Why do I need this package?

Migrations will pile up in your application over the course of time. They will clutter your repo, slow down your tests (time is after all money), and can lead to some nasty problems when you merge branches.

Squashing takes time to resolve all those circular dependencies within your models and in the end, you do work for something that you don’t need. All migrations have been applied, so the structural and data changes are not relevant for you anymore.

The “migration zero” approach will help you get rid of those migration files. But most solutions or packages will only help you do a local clean-up while the tricky part is to update your migration history on your deployed systems.

Surely, you can log into your production system and run a series of commands manually but this is always a high-stress situation. What if something goes sideways? Secondly, not everybody has access to all environments. And lastly, this task is tedious and takes time. And we all know that you won’t implement a habit (like cleaning up your migrations regularly) when it’s annoying and time-consuming.

That’s why we’ve built this package. It helps you clean up all those files AND will handle all the things that need to happen on your databases, no matter where they live and how you can access them.

Requirements

  • All local Django apps are inside one directory

  • You are in full control of every database your application runs on

    • This wouldn’t be the case if you are creating a python package. Use squashing in that case.

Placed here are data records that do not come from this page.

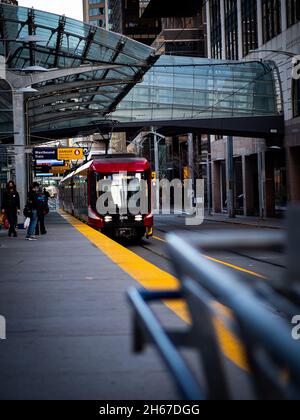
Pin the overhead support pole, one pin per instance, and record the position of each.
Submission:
(191, 158)
(20, 143)
(230, 178)
(28, 80)
(261, 162)
(60, 34)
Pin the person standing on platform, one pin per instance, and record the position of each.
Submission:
(11, 207)
(33, 205)
(43, 210)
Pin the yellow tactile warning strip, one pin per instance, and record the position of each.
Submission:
(153, 278)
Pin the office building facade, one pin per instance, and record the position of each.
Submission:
(267, 175)
(96, 12)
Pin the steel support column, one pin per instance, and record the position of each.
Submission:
(20, 143)
(230, 178)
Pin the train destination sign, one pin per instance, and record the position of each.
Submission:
(70, 153)
(44, 153)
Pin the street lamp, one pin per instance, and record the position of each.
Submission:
(23, 40)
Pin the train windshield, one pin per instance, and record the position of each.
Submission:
(123, 189)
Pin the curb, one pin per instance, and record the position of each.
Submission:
(241, 223)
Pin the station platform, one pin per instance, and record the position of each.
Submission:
(68, 322)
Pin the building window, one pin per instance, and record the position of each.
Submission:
(216, 29)
(296, 98)
(249, 24)
(271, 11)
(96, 12)
(231, 29)
(292, 12)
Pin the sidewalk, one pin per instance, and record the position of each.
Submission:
(247, 221)
(68, 323)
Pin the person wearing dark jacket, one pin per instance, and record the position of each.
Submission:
(33, 205)
(42, 211)
(11, 207)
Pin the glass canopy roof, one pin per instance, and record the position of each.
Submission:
(182, 88)
(139, 90)
(63, 43)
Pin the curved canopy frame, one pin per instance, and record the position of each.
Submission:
(68, 49)
(95, 75)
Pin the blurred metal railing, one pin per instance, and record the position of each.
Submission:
(266, 335)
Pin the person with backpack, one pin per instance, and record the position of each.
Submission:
(11, 207)
(32, 208)
(43, 210)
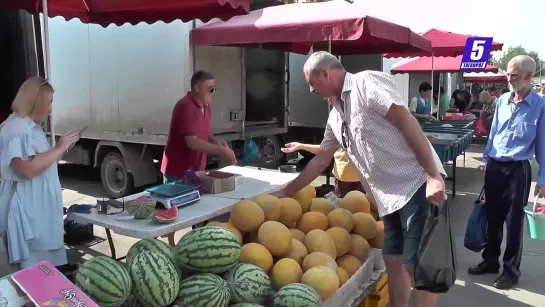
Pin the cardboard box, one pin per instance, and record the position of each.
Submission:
(217, 182)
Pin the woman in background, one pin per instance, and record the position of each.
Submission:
(420, 106)
(444, 102)
(31, 207)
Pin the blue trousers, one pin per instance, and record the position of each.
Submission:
(507, 188)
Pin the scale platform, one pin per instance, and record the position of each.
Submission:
(174, 194)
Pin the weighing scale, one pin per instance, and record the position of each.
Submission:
(175, 194)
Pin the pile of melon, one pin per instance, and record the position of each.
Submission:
(203, 270)
(306, 240)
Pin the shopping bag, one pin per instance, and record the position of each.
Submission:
(476, 226)
(435, 271)
(480, 128)
(251, 151)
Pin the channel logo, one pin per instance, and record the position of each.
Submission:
(476, 53)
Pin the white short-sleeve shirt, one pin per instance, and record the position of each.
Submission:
(387, 166)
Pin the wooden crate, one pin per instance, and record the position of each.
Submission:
(379, 297)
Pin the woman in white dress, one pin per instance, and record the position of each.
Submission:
(31, 215)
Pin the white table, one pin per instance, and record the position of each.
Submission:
(206, 208)
(254, 182)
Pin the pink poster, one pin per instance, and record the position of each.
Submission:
(46, 286)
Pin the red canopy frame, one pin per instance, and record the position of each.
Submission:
(119, 12)
(444, 44)
(297, 27)
(440, 65)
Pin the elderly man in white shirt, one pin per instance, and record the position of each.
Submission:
(394, 159)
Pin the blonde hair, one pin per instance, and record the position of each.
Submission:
(33, 92)
(484, 96)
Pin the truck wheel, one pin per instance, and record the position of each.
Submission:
(114, 176)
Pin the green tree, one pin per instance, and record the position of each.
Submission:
(512, 52)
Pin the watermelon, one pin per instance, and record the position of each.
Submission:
(105, 281)
(297, 295)
(141, 207)
(208, 249)
(204, 290)
(248, 284)
(165, 216)
(155, 279)
(153, 245)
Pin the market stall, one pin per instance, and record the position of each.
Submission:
(280, 247)
(450, 139)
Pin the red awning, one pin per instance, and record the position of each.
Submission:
(443, 43)
(440, 64)
(295, 27)
(105, 12)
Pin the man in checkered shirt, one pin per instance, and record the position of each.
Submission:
(395, 161)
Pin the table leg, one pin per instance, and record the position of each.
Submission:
(112, 246)
(454, 178)
(110, 242)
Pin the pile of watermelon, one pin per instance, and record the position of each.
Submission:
(203, 270)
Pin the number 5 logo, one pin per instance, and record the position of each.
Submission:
(477, 50)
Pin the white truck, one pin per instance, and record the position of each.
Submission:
(122, 83)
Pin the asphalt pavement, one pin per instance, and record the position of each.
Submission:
(82, 185)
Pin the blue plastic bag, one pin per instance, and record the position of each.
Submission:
(476, 226)
(251, 151)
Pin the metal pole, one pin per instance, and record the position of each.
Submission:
(47, 64)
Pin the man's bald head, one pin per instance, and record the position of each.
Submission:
(321, 60)
(324, 74)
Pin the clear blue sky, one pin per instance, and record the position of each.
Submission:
(510, 22)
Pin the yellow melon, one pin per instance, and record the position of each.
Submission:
(375, 215)
(377, 241)
(255, 253)
(247, 216)
(276, 237)
(324, 280)
(351, 264)
(252, 237)
(355, 201)
(297, 234)
(298, 251)
(311, 191)
(371, 201)
(312, 220)
(341, 218)
(286, 271)
(318, 240)
(322, 205)
(341, 237)
(359, 247)
(271, 206)
(291, 211)
(304, 199)
(234, 230)
(343, 276)
(365, 225)
(319, 259)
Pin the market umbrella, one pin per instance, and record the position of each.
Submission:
(341, 27)
(443, 44)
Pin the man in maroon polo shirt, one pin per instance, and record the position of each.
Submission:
(190, 137)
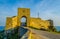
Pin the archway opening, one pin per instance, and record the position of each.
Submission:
(23, 21)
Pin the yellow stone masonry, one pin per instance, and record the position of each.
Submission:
(14, 21)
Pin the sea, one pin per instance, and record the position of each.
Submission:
(2, 28)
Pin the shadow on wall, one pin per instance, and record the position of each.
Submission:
(15, 33)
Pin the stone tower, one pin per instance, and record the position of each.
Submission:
(23, 12)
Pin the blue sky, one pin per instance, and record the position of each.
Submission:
(47, 9)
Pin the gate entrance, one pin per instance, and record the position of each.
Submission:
(23, 21)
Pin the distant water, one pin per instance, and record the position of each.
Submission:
(57, 27)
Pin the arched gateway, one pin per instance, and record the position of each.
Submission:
(23, 12)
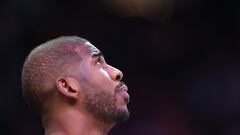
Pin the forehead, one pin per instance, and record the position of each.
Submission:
(87, 49)
(90, 48)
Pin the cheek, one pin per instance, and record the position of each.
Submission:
(104, 73)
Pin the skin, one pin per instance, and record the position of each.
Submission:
(68, 114)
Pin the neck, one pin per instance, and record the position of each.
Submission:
(73, 122)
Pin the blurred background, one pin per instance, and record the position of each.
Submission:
(180, 59)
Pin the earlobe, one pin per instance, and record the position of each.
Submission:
(68, 88)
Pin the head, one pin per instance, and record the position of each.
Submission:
(75, 72)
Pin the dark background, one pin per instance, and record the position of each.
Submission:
(181, 61)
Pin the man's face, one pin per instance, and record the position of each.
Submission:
(105, 96)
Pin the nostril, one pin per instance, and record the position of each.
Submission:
(118, 77)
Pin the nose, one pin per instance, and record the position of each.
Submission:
(115, 73)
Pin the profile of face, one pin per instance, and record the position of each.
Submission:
(105, 95)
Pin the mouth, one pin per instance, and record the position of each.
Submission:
(122, 90)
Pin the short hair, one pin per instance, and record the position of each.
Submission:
(44, 64)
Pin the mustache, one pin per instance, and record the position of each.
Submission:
(118, 87)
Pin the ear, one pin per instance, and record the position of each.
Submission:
(68, 87)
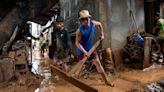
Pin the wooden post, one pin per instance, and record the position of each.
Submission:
(147, 49)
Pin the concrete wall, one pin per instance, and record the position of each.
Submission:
(120, 22)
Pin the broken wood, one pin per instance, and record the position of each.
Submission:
(72, 80)
(147, 49)
(117, 57)
(8, 44)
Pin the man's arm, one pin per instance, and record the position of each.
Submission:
(97, 23)
(47, 28)
(77, 42)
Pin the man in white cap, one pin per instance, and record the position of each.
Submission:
(84, 41)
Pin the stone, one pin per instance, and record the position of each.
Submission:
(6, 68)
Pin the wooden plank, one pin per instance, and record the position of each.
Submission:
(147, 49)
(117, 57)
(81, 62)
(72, 80)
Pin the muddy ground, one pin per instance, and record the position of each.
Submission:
(125, 80)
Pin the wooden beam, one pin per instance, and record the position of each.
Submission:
(147, 49)
(72, 80)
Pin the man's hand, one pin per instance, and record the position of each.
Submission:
(102, 37)
(86, 54)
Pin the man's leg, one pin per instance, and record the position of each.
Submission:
(100, 69)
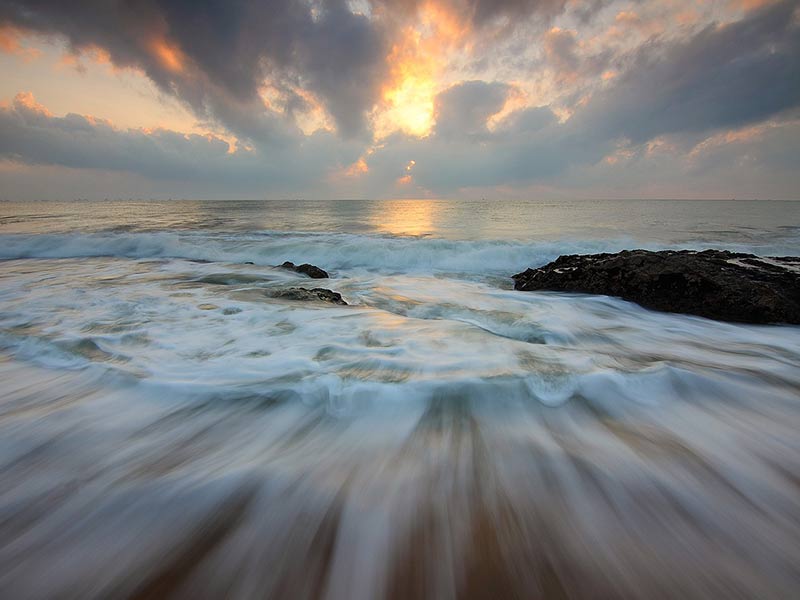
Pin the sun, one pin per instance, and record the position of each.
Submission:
(416, 62)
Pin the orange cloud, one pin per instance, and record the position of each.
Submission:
(358, 168)
(416, 61)
(27, 101)
(168, 55)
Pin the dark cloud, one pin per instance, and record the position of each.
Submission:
(724, 76)
(31, 135)
(721, 78)
(227, 48)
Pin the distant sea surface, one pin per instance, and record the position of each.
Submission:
(170, 429)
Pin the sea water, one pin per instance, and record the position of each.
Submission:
(168, 428)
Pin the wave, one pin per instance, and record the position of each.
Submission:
(333, 251)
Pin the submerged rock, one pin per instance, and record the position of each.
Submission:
(716, 284)
(306, 269)
(306, 294)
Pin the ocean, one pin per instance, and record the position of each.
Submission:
(170, 429)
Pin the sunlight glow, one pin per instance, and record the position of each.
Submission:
(416, 62)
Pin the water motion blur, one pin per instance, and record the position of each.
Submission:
(168, 428)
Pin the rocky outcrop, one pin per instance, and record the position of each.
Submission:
(717, 284)
(306, 269)
(306, 294)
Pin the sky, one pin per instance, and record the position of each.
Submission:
(496, 99)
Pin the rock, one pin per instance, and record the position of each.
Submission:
(306, 294)
(716, 284)
(306, 269)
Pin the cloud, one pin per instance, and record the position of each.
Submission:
(463, 110)
(679, 92)
(216, 54)
(724, 76)
(30, 134)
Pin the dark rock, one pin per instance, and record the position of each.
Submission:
(717, 284)
(306, 294)
(306, 269)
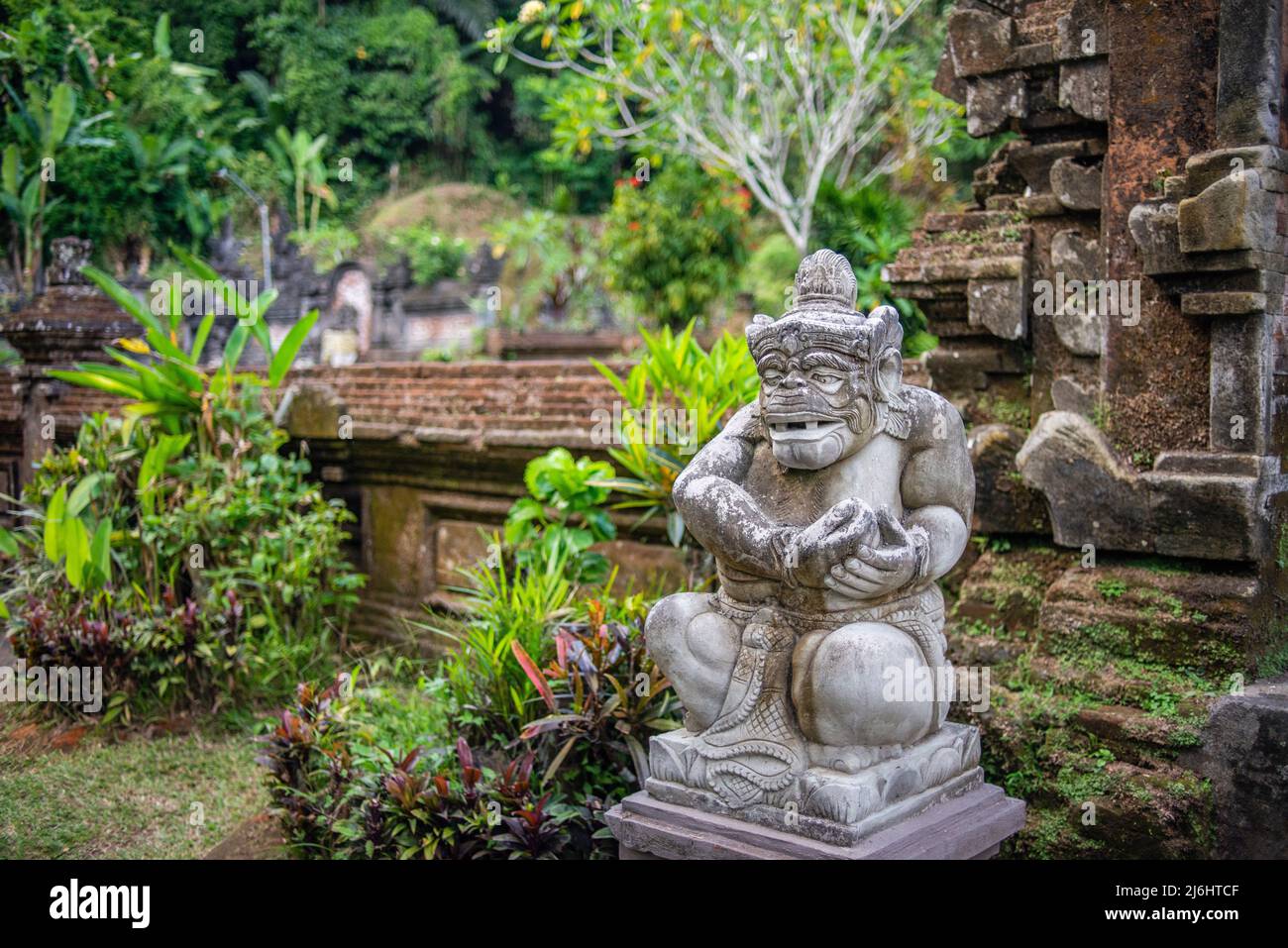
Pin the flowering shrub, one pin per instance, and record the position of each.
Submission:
(342, 793)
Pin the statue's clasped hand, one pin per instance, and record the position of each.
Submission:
(874, 572)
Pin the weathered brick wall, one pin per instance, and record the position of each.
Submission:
(428, 455)
(1147, 149)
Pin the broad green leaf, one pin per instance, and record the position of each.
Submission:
(198, 342)
(101, 549)
(95, 380)
(123, 298)
(9, 176)
(290, 347)
(62, 104)
(76, 539)
(54, 524)
(81, 494)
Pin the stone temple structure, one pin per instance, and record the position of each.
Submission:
(1112, 326)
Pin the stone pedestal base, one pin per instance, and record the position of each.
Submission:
(827, 804)
(970, 826)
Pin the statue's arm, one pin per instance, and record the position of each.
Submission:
(717, 510)
(938, 488)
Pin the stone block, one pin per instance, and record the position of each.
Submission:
(991, 101)
(1233, 213)
(1223, 303)
(979, 43)
(1003, 502)
(1074, 256)
(1085, 89)
(1076, 184)
(1153, 227)
(1094, 498)
(824, 802)
(1070, 394)
(1171, 616)
(1249, 72)
(970, 826)
(1081, 33)
(999, 305)
(1245, 756)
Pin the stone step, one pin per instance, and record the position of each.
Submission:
(967, 827)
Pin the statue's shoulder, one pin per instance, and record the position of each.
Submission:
(931, 417)
(746, 424)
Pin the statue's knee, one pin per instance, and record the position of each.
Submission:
(666, 626)
(838, 686)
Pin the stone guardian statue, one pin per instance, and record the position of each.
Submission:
(814, 682)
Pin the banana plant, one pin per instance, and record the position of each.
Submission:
(40, 130)
(75, 539)
(674, 373)
(301, 154)
(171, 386)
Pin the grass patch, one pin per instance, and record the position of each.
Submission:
(125, 798)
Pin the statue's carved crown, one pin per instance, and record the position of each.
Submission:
(825, 281)
(823, 314)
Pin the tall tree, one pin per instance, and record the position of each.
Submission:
(782, 94)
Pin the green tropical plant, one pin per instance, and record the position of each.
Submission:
(42, 132)
(550, 266)
(509, 612)
(563, 515)
(674, 372)
(174, 389)
(339, 791)
(300, 156)
(673, 247)
(605, 695)
(430, 256)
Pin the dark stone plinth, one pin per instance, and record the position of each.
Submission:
(966, 827)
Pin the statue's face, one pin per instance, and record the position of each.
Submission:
(816, 406)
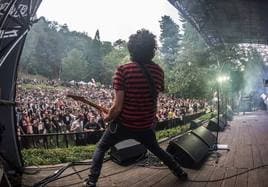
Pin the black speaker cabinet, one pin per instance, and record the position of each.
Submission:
(188, 150)
(213, 124)
(195, 123)
(205, 135)
(127, 152)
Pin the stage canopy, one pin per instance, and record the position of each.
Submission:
(227, 21)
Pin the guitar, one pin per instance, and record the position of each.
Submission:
(84, 100)
(112, 125)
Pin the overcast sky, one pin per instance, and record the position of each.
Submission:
(114, 18)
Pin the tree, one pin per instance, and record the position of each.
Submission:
(170, 39)
(74, 66)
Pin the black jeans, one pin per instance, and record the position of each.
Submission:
(110, 138)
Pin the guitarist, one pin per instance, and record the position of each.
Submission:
(134, 105)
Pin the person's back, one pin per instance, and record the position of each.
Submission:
(136, 87)
(139, 108)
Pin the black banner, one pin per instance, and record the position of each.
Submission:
(16, 17)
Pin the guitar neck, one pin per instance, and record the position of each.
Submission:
(82, 99)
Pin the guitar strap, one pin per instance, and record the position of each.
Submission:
(150, 81)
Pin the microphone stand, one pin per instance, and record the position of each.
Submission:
(218, 146)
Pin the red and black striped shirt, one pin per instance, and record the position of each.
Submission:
(139, 108)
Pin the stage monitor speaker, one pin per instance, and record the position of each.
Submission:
(188, 150)
(127, 152)
(195, 123)
(205, 135)
(213, 125)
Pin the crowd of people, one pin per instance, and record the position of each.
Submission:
(42, 110)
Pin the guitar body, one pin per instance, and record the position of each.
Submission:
(113, 126)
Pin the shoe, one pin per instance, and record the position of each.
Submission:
(182, 175)
(88, 183)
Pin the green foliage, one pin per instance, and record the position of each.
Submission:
(57, 155)
(74, 66)
(170, 38)
(191, 67)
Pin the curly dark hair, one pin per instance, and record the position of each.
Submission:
(142, 46)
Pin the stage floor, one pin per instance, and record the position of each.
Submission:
(246, 135)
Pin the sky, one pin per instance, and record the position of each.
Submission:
(114, 18)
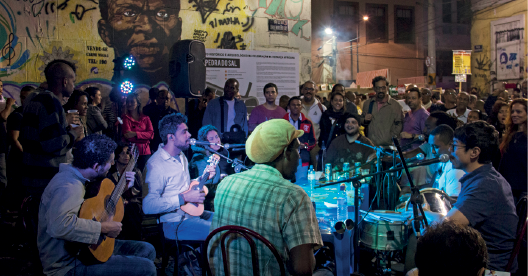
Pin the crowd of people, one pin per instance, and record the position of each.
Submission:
(66, 138)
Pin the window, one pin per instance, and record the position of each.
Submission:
(403, 24)
(345, 19)
(446, 11)
(377, 25)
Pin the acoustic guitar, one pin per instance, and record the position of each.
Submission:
(106, 204)
(196, 209)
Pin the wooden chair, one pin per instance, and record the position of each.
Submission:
(168, 248)
(248, 235)
(522, 212)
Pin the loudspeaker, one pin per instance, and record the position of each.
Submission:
(187, 68)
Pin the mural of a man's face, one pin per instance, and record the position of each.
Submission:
(144, 28)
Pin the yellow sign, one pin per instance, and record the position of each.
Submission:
(461, 62)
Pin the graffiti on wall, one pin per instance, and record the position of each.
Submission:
(93, 33)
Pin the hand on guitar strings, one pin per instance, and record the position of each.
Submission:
(194, 196)
(111, 228)
(130, 177)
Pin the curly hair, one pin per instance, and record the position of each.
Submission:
(169, 124)
(202, 133)
(449, 249)
(479, 134)
(93, 149)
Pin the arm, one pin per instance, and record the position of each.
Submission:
(302, 260)
(63, 222)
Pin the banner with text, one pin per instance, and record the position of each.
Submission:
(253, 70)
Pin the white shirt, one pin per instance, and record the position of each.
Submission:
(449, 180)
(462, 117)
(166, 178)
(230, 114)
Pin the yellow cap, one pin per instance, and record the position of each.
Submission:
(269, 140)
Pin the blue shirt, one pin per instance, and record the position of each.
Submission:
(486, 201)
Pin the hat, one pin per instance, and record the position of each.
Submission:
(269, 140)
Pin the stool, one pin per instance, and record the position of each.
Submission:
(168, 248)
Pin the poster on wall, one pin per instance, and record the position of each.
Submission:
(253, 70)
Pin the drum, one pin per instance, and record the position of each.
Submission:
(385, 230)
(436, 201)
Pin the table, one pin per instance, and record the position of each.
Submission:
(327, 216)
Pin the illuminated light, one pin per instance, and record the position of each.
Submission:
(127, 87)
(129, 62)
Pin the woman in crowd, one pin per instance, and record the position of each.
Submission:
(131, 197)
(78, 101)
(497, 118)
(514, 149)
(201, 154)
(137, 129)
(330, 128)
(94, 119)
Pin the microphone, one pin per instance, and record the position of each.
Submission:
(442, 158)
(229, 146)
(203, 143)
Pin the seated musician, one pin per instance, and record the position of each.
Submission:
(344, 149)
(485, 201)
(168, 180)
(298, 120)
(263, 200)
(59, 223)
(209, 133)
(132, 197)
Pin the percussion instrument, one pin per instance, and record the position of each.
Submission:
(385, 230)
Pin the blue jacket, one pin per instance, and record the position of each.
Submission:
(212, 114)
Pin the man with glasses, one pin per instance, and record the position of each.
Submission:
(382, 115)
(450, 99)
(485, 201)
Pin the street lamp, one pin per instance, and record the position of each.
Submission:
(365, 18)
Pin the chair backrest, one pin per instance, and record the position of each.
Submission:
(522, 212)
(248, 235)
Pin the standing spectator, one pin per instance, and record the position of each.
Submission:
(382, 115)
(46, 133)
(95, 123)
(15, 190)
(312, 108)
(155, 114)
(330, 124)
(283, 102)
(196, 110)
(78, 101)
(267, 111)
(450, 99)
(514, 149)
(226, 111)
(426, 98)
(153, 95)
(414, 121)
(308, 141)
(137, 129)
(461, 111)
(498, 116)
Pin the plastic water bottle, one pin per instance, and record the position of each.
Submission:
(311, 180)
(342, 212)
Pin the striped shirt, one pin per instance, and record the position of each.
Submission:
(262, 200)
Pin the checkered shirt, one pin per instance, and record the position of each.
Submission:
(262, 200)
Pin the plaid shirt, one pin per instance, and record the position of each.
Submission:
(262, 200)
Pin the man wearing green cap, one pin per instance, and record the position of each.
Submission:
(264, 200)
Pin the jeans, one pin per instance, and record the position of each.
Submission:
(130, 258)
(191, 228)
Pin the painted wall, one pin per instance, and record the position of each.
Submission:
(482, 34)
(91, 33)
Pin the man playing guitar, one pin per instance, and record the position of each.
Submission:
(59, 222)
(168, 180)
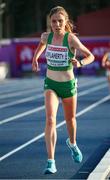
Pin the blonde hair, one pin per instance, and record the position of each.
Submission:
(69, 26)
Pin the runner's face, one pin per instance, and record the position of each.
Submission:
(58, 23)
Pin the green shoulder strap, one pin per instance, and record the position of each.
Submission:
(50, 36)
(65, 43)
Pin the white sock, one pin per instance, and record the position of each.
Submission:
(72, 144)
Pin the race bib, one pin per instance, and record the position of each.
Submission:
(57, 56)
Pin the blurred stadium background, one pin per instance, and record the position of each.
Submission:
(22, 22)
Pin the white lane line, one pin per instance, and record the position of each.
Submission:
(12, 118)
(24, 100)
(92, 106)
(92, 89)
(22, 115)
(18, 93)
(41, 95)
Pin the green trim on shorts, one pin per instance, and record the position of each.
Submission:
(62, 89)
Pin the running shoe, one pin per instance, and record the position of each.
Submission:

  • You’re using some kind of CI/CD pipeline for an automated deployment

  • You have dedicated branches for every environment you deploy to

    • e.g. master deploys to your production system, develop deploys to your test system

  • All migrations in every deployment branch have been applied to their database

  • Having access to the Django admin of every environment you want to reset the migrations on

Literature

Alternatives

django-zeromigrations

Implements the local cleanup quite verbosely, including a backup functionality. Lacks the CI/CD part, though.